In the first chapter, “Development of bilingual and monolingual English-for-medical-purposes exams”, Anita Hegedus compares two oral English for Medical Purposes sub-tests carried out at the University of Pécs in Hungary: one bilingual, for which the instructions are in Hungarian, and one monolingual, which is entirely in English. The study aims to investigate the role of the first part of the sub-tests (i.e. an introductory conversation), the source language of the input and the assessment of each of the tests. The material is made up of a random sample of 100 mark sheets at level B2 (see the ‘Common European Framework of Reference for Language’, Council of Europe, 2001) from the bilingual test. However, Hegedus explains that “[a]ssessment sheets from the monolingual exam were not included in the study because only test exams have been carried out, and thus a sufficient sample of mark sheets was not available” (p. 7).

The results show that the mean score for the introductory conversation for the bilingual test was higher than for the two remaining parts of the test, and that the correlation between this part of the test and the total score was somewhat weaker than for the other parts. The differences between the scores for all the different parts of the test were furthermore statistically significant. Based on these results, the author concludes that “this task [the introductory conversation] is not a valid indicator of measuring speaking skills in English for Medical Purposes” and that the sub-test “impacts negatively on reliability” (p. 10).

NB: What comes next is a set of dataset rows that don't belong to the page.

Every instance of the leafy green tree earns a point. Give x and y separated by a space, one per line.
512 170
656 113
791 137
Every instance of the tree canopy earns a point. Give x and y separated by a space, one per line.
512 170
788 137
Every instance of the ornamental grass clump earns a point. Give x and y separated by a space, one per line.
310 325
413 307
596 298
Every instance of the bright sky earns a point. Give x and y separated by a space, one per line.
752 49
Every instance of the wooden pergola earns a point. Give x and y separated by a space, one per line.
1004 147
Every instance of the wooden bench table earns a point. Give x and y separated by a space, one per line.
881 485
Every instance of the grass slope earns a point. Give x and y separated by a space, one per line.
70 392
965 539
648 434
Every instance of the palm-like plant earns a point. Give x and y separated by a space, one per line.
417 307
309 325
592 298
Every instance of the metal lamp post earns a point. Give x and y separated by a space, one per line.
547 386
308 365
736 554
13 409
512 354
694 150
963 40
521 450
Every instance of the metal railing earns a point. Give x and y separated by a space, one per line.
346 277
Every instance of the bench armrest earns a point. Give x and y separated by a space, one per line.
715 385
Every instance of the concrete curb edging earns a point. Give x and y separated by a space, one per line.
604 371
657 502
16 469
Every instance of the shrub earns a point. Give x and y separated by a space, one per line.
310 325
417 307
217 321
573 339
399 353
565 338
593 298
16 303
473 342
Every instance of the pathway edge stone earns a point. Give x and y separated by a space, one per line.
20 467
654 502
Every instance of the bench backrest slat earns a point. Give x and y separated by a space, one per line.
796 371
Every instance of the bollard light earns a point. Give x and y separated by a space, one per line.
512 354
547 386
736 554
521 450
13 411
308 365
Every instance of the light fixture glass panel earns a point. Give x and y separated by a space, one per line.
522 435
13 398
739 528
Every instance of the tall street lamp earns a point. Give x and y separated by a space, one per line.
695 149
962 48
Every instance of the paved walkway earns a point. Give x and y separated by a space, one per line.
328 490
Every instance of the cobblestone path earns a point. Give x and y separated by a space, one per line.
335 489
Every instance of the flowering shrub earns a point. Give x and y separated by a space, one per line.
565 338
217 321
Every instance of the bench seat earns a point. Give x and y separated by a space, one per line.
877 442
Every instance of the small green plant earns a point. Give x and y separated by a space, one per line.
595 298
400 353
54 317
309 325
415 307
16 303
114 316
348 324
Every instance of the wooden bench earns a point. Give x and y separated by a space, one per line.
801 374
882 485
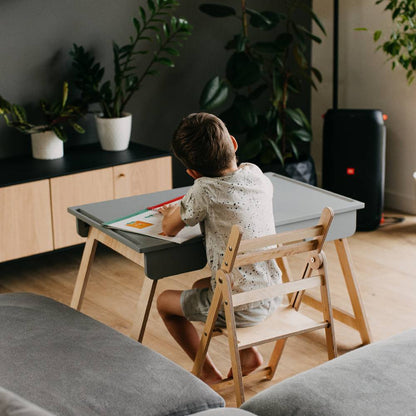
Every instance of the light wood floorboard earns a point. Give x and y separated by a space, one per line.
385 262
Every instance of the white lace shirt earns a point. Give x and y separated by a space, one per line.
243 197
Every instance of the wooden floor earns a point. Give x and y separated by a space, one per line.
385 262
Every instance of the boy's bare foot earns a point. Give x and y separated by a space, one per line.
250 360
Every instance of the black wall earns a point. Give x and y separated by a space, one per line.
36 37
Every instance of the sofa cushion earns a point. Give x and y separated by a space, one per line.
378 379
225 411
70 364
13 405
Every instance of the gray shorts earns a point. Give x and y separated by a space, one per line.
195 305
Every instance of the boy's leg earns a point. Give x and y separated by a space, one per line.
250 357
170 310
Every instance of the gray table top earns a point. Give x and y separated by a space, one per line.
296 205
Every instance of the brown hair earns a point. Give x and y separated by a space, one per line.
201 142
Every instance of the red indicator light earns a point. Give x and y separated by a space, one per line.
350 171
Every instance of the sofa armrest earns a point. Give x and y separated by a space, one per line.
377 379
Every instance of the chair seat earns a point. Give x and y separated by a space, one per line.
283 321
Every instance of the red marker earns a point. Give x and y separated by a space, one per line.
165 203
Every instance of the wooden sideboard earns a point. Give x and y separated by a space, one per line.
35 194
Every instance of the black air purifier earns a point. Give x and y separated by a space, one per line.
354 160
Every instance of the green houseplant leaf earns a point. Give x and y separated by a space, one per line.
262 72
57 116
217 10
214 94
158 35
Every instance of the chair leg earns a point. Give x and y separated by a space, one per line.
232 341
327 313
207 333
275 357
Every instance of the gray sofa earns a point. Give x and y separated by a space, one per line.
378 379
57 361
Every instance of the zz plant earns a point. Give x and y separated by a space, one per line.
56 116
157 33
253 97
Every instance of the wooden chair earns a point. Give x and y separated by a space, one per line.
287 320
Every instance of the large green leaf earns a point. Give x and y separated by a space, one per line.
250 149
217 10
246 110
266 47
276 150
301 134
214 94
294 116
283 41
242 71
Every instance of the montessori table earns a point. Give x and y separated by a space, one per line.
296 205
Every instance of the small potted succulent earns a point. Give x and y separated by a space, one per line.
48 136
157 27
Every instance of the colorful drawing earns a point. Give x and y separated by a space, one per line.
139 224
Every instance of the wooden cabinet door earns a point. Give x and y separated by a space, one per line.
143 177
25 220
77 189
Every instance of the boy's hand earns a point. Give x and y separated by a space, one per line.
166 209
172 222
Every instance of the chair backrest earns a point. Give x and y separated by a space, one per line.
287 320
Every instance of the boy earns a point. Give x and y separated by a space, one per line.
223 194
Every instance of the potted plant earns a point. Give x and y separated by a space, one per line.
47 137
260 75
400 45
157 27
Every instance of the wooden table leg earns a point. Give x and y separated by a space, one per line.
84 270
351 282
144 304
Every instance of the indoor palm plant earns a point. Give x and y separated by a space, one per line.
158 34
253 97
47 136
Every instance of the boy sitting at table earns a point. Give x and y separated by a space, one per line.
223 194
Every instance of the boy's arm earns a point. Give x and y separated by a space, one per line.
172 222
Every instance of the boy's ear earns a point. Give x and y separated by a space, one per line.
235 144
194 174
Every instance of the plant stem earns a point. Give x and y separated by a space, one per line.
244 18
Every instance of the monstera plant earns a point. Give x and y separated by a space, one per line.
400 44
267 65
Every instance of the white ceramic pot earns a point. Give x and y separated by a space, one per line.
47 145
114 133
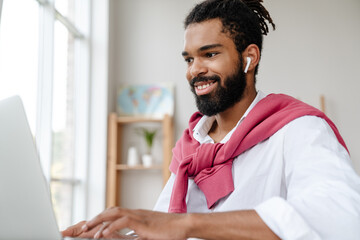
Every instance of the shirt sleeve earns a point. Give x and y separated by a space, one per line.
162 204
323 190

However, the results and conclusions drawn would perhaps have benefitted from a more in-depth discussion, as it might not be immediately clear to readers whether the above-mentioned (relatively strong) claims are supported by the statistical tests presented in the chapter. Furthermore, while Hegedus carefully investigated the role of the introductory conversation in relation to the rest of the sub-test for the bilingual test, no results were presented for the monolingual test, due to scarcity of data. The two tests could therefore not be compared. It might thus have been preferable to have changed the title and aims of the study to reflect this, thereby enabling more attention to be paid to the bilingual test throughout the study, as this was an investigation that yielded promising results.

The second chapter, by Marta Conejero López, also addresses a test of oral proficiency in an English for Specific Purposes (ESP) context. This chapter is titled “Speaking skills testing for business administration undergraduates: How to assess persuasive speeches in B1 Business English courses”. In this work-in-progress report, Conejero López gives an account of one way in which Business English students’ speaking skills (in particular with regard to persuasiveness) can be tested and assessed during a 10-hour course module. The materials were developed for students at Universitat Politècnica de València in Spain.

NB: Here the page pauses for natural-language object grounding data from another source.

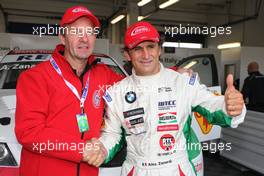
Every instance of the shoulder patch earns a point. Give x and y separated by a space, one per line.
192 79
107 97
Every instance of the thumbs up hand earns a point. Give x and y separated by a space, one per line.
233 98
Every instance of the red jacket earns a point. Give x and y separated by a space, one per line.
46 117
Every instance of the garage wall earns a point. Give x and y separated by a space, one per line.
2 21
248 32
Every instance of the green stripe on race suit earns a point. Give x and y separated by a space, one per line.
216 118
113 151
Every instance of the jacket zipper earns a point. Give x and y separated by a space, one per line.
82 135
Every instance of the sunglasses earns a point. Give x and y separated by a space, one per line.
5 120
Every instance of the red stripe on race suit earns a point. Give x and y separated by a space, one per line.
131 172
181 173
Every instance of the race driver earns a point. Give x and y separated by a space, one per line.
153 104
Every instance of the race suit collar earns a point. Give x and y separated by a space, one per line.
147 79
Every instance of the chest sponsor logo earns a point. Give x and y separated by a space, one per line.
130 97
136 121
167 142
192 79
133 112
169 117
166 105
164 89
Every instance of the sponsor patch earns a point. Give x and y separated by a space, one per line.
168 128
139 30
130 97
107 97
166 105
96 99
169 117
164 89
136 121
192 79
133 112
167 142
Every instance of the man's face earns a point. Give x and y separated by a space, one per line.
145 58
79 44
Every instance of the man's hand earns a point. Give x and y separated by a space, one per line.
94 152
233 98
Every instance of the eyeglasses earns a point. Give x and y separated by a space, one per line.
5 120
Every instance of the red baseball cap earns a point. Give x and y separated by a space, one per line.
73 13
139 32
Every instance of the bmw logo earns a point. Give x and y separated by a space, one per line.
130 97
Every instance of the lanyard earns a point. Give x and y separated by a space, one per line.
70 86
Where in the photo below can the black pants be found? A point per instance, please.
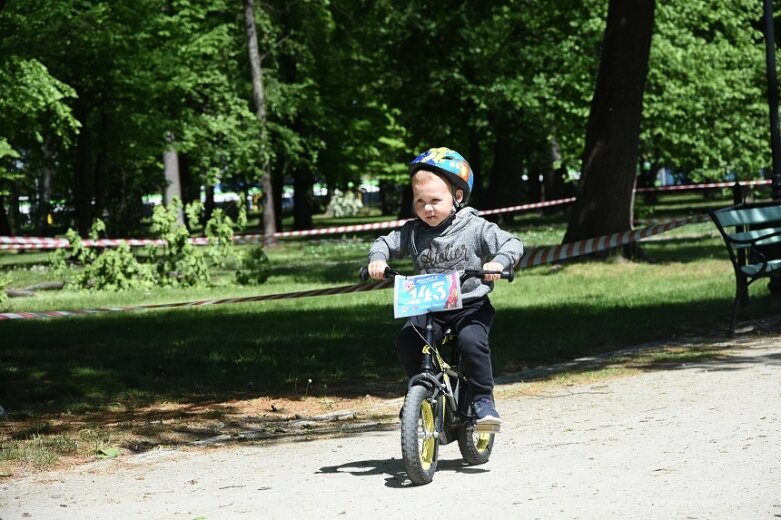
(471, 324)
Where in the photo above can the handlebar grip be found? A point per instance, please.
(363, 273)
(510, 274)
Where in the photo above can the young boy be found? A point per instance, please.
(445, 237)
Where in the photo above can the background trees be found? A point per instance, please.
(94, 92)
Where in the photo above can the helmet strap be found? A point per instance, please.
(457, 204)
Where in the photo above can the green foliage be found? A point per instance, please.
(705, 108)
(344, 204)
(110, 269)
(178, 262)
(254, 267)
(4, 280)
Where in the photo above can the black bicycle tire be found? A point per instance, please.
(475, 448)
(420, 455)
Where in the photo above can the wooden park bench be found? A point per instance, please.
(748, 230)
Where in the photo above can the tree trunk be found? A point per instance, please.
(505, 186)
(173, 186)
(82, 180)
(259, 100)
(43, 205)
(476, 163)
(303, 199)
(101, 170)
(5, 225)
(606, 195)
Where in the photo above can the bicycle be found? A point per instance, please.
(437, 407)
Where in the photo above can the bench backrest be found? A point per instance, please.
(747, 216)
(744, 226)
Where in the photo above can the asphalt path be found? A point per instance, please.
(692, 441)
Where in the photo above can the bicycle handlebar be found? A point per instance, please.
(508, 275)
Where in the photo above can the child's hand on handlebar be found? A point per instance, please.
(377, 269)
(492, 266)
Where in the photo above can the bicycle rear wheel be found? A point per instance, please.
(419, 438)
(475, 446)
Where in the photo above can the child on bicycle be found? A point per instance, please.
(447, 236)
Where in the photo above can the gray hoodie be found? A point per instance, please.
(464, 241)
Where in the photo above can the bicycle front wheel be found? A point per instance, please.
(419, 438)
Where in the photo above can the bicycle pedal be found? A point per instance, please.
(487, 428)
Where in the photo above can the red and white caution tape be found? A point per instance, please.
(548, 255)
(707, 185)
(301, 294)
(532, 258)
(40, 243)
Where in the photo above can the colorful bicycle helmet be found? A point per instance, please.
(449, 163)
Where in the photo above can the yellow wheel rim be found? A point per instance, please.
(482, 441)
(428, 440)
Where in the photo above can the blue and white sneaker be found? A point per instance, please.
(485, 413)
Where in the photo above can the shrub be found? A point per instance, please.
(254, 267)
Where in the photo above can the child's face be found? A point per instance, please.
(432, 197)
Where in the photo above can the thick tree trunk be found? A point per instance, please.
(606, 195)
(259, 100)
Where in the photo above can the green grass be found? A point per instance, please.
(213, 354)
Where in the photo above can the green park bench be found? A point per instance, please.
(748, 230)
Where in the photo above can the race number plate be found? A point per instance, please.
(414, 295)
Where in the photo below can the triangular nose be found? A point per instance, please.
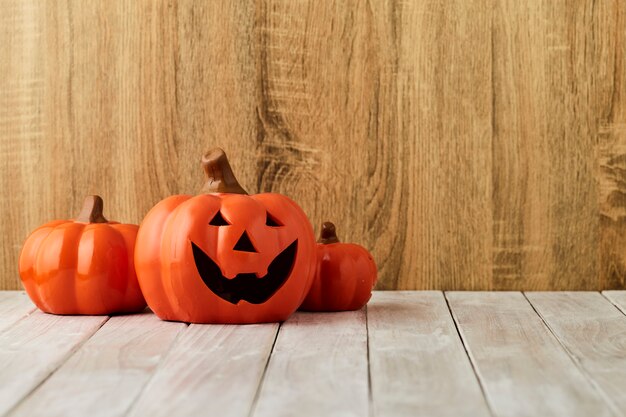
(244, 244)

The course module described is intended to help the students improve their persuasiveness and covers preparatory work, a presentation, self-assessment and tutorials. In preparation for the test, the students study relevant vocabulary and phraseology in class; they also watch a short video, where central persuasive strategies are introduced. To prepare the students for the self-assessment, some marking rubrics are presented and discussed.

The test itself involves students preparing and giving a three-minute “persuasive speech” (p. 18). The speeches are video recorded, and the recording is to be submitted along with the script for assessment. The students subsequently assess their own performance. As the main objective of the course module is for the students to “gain confidence with speech content, speech quality and persuasive strategies choices” (p. 20), aspects like overall fluency and grammar only receive limited focus. Towards the end of the module, tutorials are carried out, where the students are asked to discuss the results with their teacher. According to Conejero López, expected benefits of this course module include improvement of students’ persuasive speech production and increased student motivation.

In this chapter, the author not only provides an inspirational account of the module design, but also shares her materials and links, which will no doubt be useful for Business English teachers around the world. However, since the chapter aims to present on and share teaching materials for a course module, rather than to present the results of a study, a slightly different structure would perhaps have suited the paper better; the current IMRD (Introduction, Method, Results, Discussion) structure leads the reader to expect presentation and discussion of actual results (rather than expected results).

Chapter 3 is called “Measuring linguistic competences through Erasmus+ Online Linguistic Support (OLS): Benefits and drawbacks” and is written by María Boquera Matarredona. As explained by the author, OLS is an initiative taken by the European Commission that enables exchange students in the Erasmus+ program to assess their language skills before and after their stay. The test is compulsory for all Erasmus+ participants and is made up of 65 multiple-choice or gap-filling questions. After having described the test, the chapter reports on advantages and disadvantages of the test.

Several advantages were reported. For example, the test “stimulates and encourages learning languages before and during mobility” (p. 43). Moreover, the test increases the participants’ self-awareness, as they get feedback on where their linguistic strengths and weaknesses lie. At an organizational level, the author states that the test provides data on European students’ linguistic performance to governments and Erasmus agencies. The author draws two conclusions based on the data from the test: (i) English is still the main language studied in Europe, and (ii) the exchange students who have taken the test “have already achieved quite a reasonably good level” (p. 46). With regard to disadvantages, she points out that the test is not timed or controlled, which means that students can ask someone else for help (43). Nonetheless, the author concludes that OLS “greatly contributes to the fulfilment of the [Erasmus+] objectives” (p. 46).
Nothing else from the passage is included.